Après Jean-Luc Mélenchon (Lire Jean-Luc Mélenchon, équilibriste dans « Famille Chrétienne »), c’est au tour de Benoît Hamon de donner une interview à l’hebdomadaire Famille Chrétienne. Et comme son ancien camarade de parti, le candidat socialiste semble avoir des mots plutôt conciliants avec la Manif pour tous.

L’hebdomadaire l’interroge sur ses rencontres avec le mouvement de Ludovine de la Rochère, au moment des débats. L’élu se justifie: « Parce que j’ai une culture du mouvement social ! J’ai été de l’autre côté du manche : je sais que, lorsqu’on défile dans la rue, et que personne ne vous écoute, ça vous énerve ! Je me souviens que, lors de la mobilisation contre la loi Devaquet [en 1986, NDLR], j’étais révolté par la manière dont nous étions traités! J’ai bien vu que les manifestants étaient contents de pouvoir être entendus, quand je venais les rencontrer.»

«ON M’A MIS EN GARDE»
Benoît Hamon reconnaît toutefois qu’on l’a découragé de rencontre les militant.e.s anti-mariage pour tous: «On m’a mis en garde, mais je l’ai systématiquement fait. Je suis très proche de Christiane Taubira, et je sais combien elle a souffert d’avoir été insultée, traitée de « guenon ». Certains activistes avaient des propos inacceptables. Mais ce que je cherchais à engager, avec ceux qui étaient ouverts au dialogue, c’était une relation. J’ai essayé de défendre le mariage pour tous. Nous avons eu des discussions passionnantes.»
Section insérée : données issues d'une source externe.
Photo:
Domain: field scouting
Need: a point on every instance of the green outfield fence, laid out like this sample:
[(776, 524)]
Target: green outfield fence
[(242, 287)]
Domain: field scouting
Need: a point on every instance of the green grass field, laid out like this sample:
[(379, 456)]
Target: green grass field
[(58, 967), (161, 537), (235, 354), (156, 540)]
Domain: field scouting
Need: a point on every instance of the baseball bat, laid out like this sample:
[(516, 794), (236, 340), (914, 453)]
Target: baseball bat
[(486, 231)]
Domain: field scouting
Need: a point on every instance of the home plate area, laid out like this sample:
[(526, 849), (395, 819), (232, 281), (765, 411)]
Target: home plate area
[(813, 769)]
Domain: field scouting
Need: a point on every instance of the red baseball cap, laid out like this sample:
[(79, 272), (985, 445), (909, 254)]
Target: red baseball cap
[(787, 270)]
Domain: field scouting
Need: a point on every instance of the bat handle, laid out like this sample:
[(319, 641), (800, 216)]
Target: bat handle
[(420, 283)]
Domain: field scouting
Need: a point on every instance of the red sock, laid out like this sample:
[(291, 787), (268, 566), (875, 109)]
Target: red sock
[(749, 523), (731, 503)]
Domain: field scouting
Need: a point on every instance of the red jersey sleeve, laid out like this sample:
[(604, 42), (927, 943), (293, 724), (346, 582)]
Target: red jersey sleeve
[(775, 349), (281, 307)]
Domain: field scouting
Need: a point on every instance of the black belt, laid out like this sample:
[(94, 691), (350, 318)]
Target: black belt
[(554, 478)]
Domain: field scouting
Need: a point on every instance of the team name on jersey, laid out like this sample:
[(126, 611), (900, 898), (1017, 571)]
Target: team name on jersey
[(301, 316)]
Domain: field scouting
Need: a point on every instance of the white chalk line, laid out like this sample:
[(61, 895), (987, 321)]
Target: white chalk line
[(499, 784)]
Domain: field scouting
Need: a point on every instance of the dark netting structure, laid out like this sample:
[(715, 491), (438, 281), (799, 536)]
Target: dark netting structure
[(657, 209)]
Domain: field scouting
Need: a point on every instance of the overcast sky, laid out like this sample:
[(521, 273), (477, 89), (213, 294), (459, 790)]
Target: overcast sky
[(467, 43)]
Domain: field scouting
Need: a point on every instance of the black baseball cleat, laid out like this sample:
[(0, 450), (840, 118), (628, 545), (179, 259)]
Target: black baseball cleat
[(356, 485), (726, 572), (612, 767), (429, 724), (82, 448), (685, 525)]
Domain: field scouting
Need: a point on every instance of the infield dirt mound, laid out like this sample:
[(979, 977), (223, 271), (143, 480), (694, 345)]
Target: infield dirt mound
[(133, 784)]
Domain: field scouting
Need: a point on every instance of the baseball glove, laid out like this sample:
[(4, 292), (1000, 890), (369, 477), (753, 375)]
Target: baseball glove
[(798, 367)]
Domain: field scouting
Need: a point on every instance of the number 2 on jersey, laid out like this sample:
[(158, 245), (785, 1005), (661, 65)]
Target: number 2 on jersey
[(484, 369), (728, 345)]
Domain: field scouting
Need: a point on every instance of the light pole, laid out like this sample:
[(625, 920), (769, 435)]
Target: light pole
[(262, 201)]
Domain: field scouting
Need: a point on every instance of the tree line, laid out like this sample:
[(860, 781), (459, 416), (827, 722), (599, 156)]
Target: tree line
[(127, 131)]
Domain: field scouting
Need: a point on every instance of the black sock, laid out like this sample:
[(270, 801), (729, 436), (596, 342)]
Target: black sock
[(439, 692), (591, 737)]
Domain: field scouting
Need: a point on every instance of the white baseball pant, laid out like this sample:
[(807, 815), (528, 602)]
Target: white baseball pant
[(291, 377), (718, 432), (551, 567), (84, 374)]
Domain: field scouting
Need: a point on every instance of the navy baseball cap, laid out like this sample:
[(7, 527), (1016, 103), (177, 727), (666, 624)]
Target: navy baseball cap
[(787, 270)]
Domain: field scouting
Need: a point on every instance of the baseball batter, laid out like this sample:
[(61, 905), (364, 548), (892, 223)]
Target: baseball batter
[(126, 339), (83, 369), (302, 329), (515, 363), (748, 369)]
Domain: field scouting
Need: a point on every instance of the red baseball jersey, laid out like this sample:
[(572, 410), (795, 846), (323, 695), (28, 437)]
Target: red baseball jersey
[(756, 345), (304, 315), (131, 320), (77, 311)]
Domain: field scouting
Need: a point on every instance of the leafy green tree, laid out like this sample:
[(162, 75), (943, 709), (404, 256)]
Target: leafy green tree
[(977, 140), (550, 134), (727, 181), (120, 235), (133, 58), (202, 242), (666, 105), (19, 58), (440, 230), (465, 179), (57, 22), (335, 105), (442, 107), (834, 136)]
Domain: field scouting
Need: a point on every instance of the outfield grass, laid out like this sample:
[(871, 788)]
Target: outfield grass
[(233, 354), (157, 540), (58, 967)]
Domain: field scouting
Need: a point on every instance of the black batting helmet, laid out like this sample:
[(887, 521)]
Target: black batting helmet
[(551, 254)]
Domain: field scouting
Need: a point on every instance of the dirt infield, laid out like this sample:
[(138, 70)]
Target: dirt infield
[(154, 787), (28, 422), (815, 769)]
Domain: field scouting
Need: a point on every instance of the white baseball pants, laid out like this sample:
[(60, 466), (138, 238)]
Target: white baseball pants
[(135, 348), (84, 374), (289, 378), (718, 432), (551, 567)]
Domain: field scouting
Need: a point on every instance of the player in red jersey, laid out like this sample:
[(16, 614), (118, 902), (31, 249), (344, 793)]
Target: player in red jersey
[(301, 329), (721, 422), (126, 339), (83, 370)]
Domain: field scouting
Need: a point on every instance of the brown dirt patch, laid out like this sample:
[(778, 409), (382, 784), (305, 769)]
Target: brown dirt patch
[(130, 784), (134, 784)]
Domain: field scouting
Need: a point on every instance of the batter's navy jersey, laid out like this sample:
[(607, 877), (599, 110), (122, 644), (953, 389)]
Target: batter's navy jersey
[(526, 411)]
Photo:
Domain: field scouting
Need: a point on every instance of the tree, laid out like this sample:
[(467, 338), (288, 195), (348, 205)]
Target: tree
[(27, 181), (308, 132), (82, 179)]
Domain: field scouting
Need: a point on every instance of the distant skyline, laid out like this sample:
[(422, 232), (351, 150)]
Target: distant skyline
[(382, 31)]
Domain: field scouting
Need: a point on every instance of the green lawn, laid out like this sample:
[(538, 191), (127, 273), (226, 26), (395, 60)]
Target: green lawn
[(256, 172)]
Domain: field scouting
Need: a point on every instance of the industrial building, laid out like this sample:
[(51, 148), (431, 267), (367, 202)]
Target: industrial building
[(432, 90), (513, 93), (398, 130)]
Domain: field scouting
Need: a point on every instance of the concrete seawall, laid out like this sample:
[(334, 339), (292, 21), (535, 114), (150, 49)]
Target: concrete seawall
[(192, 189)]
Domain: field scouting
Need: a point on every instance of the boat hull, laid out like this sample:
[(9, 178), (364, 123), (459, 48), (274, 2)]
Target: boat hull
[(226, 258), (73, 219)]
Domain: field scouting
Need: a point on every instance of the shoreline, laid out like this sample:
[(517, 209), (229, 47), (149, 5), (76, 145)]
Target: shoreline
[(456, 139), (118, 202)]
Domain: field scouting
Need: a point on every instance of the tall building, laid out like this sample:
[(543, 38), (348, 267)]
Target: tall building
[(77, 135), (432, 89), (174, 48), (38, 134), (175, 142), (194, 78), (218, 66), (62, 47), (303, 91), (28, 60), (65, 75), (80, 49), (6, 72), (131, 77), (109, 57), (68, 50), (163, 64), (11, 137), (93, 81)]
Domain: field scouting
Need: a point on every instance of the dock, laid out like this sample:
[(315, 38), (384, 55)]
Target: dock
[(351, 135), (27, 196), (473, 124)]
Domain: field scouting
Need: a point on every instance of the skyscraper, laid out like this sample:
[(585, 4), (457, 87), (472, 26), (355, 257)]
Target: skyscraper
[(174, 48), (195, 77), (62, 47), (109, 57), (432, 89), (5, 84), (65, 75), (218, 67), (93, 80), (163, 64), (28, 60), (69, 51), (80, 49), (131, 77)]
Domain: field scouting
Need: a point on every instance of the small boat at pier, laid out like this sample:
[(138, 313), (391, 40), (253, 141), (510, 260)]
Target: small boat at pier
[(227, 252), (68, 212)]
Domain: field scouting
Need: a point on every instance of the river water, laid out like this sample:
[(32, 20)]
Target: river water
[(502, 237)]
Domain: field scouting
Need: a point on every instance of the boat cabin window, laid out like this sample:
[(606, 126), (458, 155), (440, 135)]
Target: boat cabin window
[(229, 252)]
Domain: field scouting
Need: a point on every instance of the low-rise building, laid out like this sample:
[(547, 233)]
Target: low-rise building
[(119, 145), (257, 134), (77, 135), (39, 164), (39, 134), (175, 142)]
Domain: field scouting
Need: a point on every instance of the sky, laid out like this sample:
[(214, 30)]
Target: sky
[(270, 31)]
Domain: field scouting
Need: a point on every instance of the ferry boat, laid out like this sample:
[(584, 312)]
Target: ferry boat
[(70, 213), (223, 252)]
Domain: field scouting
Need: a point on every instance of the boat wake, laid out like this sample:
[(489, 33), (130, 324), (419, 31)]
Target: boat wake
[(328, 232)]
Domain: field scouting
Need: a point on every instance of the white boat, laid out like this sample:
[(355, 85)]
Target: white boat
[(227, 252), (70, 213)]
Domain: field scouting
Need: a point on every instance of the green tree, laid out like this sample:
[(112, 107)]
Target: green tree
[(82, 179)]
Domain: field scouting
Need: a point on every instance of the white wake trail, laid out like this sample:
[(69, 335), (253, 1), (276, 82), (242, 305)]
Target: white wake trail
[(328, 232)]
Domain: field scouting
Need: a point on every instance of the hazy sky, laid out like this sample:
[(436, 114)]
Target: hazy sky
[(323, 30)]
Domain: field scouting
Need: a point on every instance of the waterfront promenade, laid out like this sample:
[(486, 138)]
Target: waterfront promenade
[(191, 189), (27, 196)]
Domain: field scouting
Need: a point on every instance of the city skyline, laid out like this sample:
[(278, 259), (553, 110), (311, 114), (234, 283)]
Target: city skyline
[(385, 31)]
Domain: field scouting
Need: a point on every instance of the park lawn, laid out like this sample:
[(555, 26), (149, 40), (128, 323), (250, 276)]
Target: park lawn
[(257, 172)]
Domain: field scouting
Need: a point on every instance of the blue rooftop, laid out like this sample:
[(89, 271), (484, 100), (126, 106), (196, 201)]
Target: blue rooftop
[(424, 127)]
Lors de ces discussions, Benoît Hamon a constaté que «c’était un mouvement hétérogène, et non un bloc»: « Parce que le débat sur le mariage pour tous et la filiation a existé dans chaque famille de France! Dans la Manif Pour Tous, j’ai vu une palette de nuances et d’opinions.», affirme-t-il.

Et de livrer une analyse: «J’ai perçu dès le début qu’il s’agissait d’un véritable mouvement social. Nous avons formé des générations de militants dans la rue. Fort de cette expérience, je me suis immédiatement dit qu’il se formait là une nouvelle génération de cadres politiques. On commence déjà à les voir : c’est Sens Commun.»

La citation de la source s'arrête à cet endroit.